For the truly adventurous, there’s the option to build your own model. You can either do this all on your own, assuming you have access to sufficient expertise, compute resources and deep pockets, or use a platform like MosaicML — this is the most risky and expensive route to take, but may well provide the most value, sustained business impact and security going forward.

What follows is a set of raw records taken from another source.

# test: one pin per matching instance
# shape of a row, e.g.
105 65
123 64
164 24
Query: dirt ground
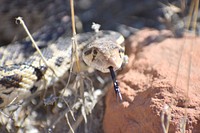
153 83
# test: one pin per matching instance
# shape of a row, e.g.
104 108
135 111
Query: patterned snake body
28 76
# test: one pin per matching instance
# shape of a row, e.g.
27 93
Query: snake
22 76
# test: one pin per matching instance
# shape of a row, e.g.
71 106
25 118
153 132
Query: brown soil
148 85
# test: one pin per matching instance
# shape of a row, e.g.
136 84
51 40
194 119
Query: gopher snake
27 76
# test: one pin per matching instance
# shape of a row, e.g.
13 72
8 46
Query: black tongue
116 86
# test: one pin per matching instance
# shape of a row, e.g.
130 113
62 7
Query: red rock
148 84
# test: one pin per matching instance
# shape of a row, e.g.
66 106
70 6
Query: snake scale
21 77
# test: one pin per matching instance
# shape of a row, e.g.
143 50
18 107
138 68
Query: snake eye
121 51
88 52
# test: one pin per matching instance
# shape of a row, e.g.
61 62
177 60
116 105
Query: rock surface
150 85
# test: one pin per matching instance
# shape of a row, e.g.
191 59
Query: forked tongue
115 83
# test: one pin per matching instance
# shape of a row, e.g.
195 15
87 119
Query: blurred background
125 16
49 19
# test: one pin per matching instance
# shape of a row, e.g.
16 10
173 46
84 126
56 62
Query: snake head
102 54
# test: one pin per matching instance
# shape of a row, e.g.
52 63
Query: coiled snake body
27 76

Let's not forget, while you’re building these new systems you can also leverage an array of generative AI tools to help you build them faster; it really is generative AI all the way down!
Of course, there’s some hyperbole here. As with any architectural choice, there is no right answer, only a series of compromises — you will have to make hard decisions around budgets, security, data integrity and vendor lock-in.
Ultimately, it’s an exciting time given the speed of both the technology’s development as well as consumer adoption. But we are still in the early days — generative AI is by no means the end goal for companies such as OpenAI, which remains artificial general intelligence.
Organisations increase their revenue by adopting AI
McKinsey & Company’s ‘The state of AI in 2023: Generative AI’s breakout year’ survey of C-suite executives highlights the revenue gains your organisation could achieve by adopting AI. 6% of respondents state they’ve seen an increase of over 10%, while 18% reveal their revenue has risen by 6-10% since they began leveraging AI. By taking an informed approach, your organisation can get a “best-in-class” return on its investment in AI.